The Asian stock market is going through one of its most turbulent stretches in years, with repeated multi-percent single-day plunges hitting Tokyo, Seoul, and Taipei over the past several weeks. What began as an AI-and-semiconductor-fueled rally has flipped into a violent unwind, wiping out hundreds of billions of dollars in market value across the region in a matter of sessions. Here’s a detailed look at what’s driving the current Asian stock market turmoil, which countries are being hit hardest, and what analysts are watching next.
What’s happening in the Asian stock market right now?
On July 17, 2026, the Asian stock market extended its recent losing streak as chip-related shares came under fresh pressure. Tokyo’s Nikkei 225 sank more than 5% to around 63,357, trading near its lowest levels in over a month, with chip-equipment maker Tokyo Electron sinking 9.3%, chip-testing equipment maker Advantest tumbling 10.5%, and SoftBank Group shedding over 11%. Taiwan’s Taiex fell nearly 6%, a day after TSMC, the world’s largest contract chipmaker, announced plans to spend an additional $100 billion building fabrication plants in the US. South Korean markets were closed that day for a public holiday, but the broader region’s tech-heavy indices continued sliding in sympathy.

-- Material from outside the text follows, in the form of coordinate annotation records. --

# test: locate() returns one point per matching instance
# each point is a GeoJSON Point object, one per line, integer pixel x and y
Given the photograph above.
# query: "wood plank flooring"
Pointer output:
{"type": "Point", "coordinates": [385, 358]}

This followed an already brutal stretch just days earlier. On July 16, 2026, South Korea’s Kospi index fell 6.4%, led by sharp drops in SK Hynix and Samsung Electronics, while Japan’s Nikkei 225 declined nearly 3% and Taiwan’s Kioxia-linked chip names skidded double digits. A day before that, the Kospi had already sunk 7.9% to 7,648.09, with memory chipmaker SK Hynix losing 14.6% and Samsung Electronics tumbling 9.1% in a single session.
Zooming out further, the scale of the damage across the Asian stock market this cycle has been extraordinary: South Korea’s Kospi more than doubled in the first six months of 2026 on the back of the AI and memory chip boom, only to lose roughly a third of its value since hitting a record high in June, one of the sharpest boom-to-bust reversals seen in a major index in years.
Why is the Asian stock market falling so sharply?
Several interlinked forces are driving the current Asian stock market rout:
- An AI valuation reckoning: After explosive gains fueled by AI infrastructure demand throughout 2026, investors are increasingly questioning whether the lofty valuations behind chip and AI-linked stocks can be sustained. The US-based Philadelphia Semiconductor Index has lost roughly 19% from its June peak, and that repricing has spilled directly into the Asian stock market, given how central companies like Samsung, SK Hynix, TSMC, and SoftBank are to the same global AI supply chain.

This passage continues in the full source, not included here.